European Central Bank quantitative easing likely to disappoint
While ECB bond buying will help corporations borrow by making bond markets more generous, it will not rebuild capital in the banking sector

Rarely has a major market event been as expected as quantitative easing from the European Central Bank; rarer still has something been so likely to underwhelm.
Almost everyone expects the ECB to announce a full-fledged QE programme at its Thursday meeting. Even French President Francois Hollande, who told business leaders on Monday that sovereign bond buying, long discussed, would become reality.
Markets expect the ECB to announce €600 billion (HK$5.38 trillion) in bond buying, according to a Reuters poll, while economists are assigning a 90 per cent probability to QE.
Reports suggest the bond buying may be delegated to national central banks, rather than sitting on the ECB's balance sheet.
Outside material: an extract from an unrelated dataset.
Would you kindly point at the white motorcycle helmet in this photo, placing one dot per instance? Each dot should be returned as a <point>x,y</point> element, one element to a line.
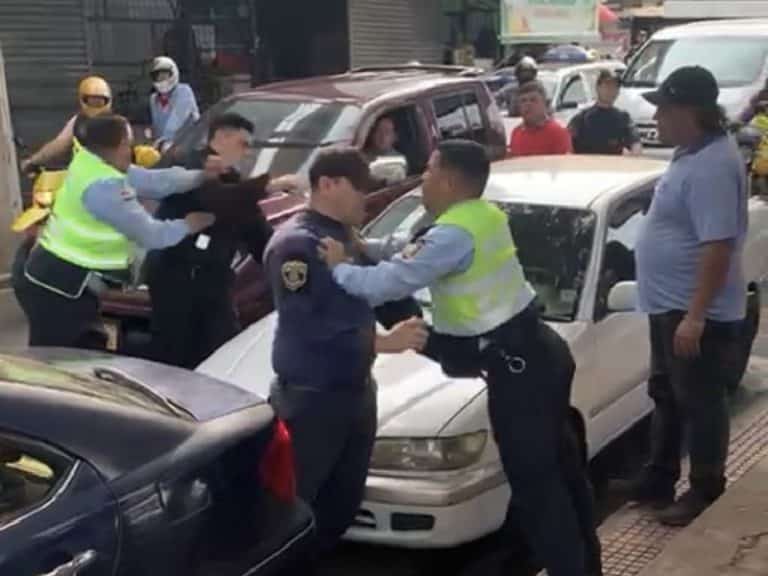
<point>165,74</point>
This tactic in part is intended to blunt criticism of QE from Germany and elsewhere and to dampen any suggestion that bond buying amounts to direct government monetary financing by the ECB. While perhaps offering a polite fiction that the euro project will continue apace, the idea that the risks of QE might not be shared among member states sends an unsettling message.
It is unclear if Greece would take part, a thorny issue given speculation that its Sunday election will set the stage for dickering over debt terms that could end in default or a euro zone fracture.
While the markets look at the threat of deflation and a recession in the euro zone and take QE as a given, opposition in Germany from the Bundesbank and government is still real.
Indeed driving the euro lower is one of the points of QE, as is driving risky assets like equities and corporate bonds higher. To meet those goals, the ECB will have to deliver a clearly enunciated, large and detailed plan.